MongoDB or How I learned to stop worrying and love SQL

October 9, 2012

We’ve been using MongoDB for a year and a half at ThoughtLeadr. During that time we’ve gone from elation to depression using this trendy NoSQL datastore. Based on the documentation, it’s not hard to see why you’d get pulled in. A schemaless, performant database that can utilize both sharding and replica sets to mantain high availability at nearly limitless scale. Well, I guess I should have known that when something is too good to be true, it probably isn’t. Here’s the lowdown of MongoDB’s web-scale breakdown.

Global lock

I’ll admit that I didn’t realize the global lock (now database level lock) was such a major issue when I first started using MongoDB. I’ve never written database internals myself before. While that doesn’t excuse me from doing my homework, I bought into 10Gen’s benchmark’s page. Oh wait, they don’t have benchmarks? Strange, I remember reading all these great articles about MongoDB’s performance when I picked it up. Way Backmachine to the rescue. This is one of the most frustrating aspects of working with MongoDB, the global lock has far greater repercussions in production than what you see in the benchmarks. I’ll get into specifics below but the global lock is a reoccurring theme throughout, a serious flaw in any database design, that should have be represented more honestly.

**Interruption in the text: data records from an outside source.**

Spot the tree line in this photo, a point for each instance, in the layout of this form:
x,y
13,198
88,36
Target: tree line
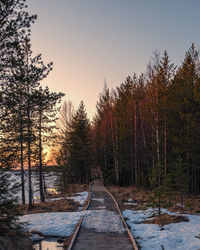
x,y
27,110
144,133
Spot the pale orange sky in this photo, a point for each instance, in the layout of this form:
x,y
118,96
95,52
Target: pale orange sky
x,y
88,40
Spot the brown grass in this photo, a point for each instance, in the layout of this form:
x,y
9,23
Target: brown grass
x,y
165,219
141,197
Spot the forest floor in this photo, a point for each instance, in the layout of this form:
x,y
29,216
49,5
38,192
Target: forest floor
x,y
140,199
176,228
57,202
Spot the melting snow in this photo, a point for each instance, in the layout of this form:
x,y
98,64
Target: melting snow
x,y
53,224
80,197
182,235
98,199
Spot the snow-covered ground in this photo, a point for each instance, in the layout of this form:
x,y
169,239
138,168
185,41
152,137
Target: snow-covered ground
x,y
50,179
182,235
52,224
80,197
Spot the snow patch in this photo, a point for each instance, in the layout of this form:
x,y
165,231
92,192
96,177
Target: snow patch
x,y
52,224
98,199
81,197
182,235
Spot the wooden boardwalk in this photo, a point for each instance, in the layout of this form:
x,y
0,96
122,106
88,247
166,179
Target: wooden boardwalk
x,y
91,235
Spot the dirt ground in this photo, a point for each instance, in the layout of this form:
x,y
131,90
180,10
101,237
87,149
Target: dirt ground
x,y
62,205
141,198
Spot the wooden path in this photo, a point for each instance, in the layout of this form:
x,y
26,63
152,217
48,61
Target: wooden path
x,y
102,212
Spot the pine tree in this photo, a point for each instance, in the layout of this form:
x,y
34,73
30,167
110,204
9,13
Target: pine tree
x,y
80,151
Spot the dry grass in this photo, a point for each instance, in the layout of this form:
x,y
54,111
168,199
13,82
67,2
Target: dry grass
x,y
165,219
62,205
141,197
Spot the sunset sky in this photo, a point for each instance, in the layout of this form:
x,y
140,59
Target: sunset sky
x,y
88,40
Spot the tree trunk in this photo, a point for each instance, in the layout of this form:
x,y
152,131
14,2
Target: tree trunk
x,y
135,142
22,164
42,198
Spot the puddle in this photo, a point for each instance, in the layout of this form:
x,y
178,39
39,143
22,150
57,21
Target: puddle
x,y
48,244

MapReduce is useless at web scale

When you run a MapReduce job against a database, the global write lock stops any other process from manipulating that data. Meaning if you run a moderate number of MapReduces per hour you massively degrade application performance against those collections. Plus, you can block the rest of replica set from sync’ing in a timely fashion, which can cause “primary” database switches and accidental loss of data.

One of the core principles of MapReduce is the ability to get concurrent data processing out of a system to analyze large datasets quickly. With MongoDB, MapReduces run inside a single-threaded Javascript VM eliminating concurrent processing and slowing web-scale data processing down to a crawl.

Sysadmin tooling is painful

Every major sysadmin tool is a blocking process. Most of this falls back on the global write lock issues or immature tooling but in practical terms if you need to modify your database structure in production you’ll be forced to have downtime.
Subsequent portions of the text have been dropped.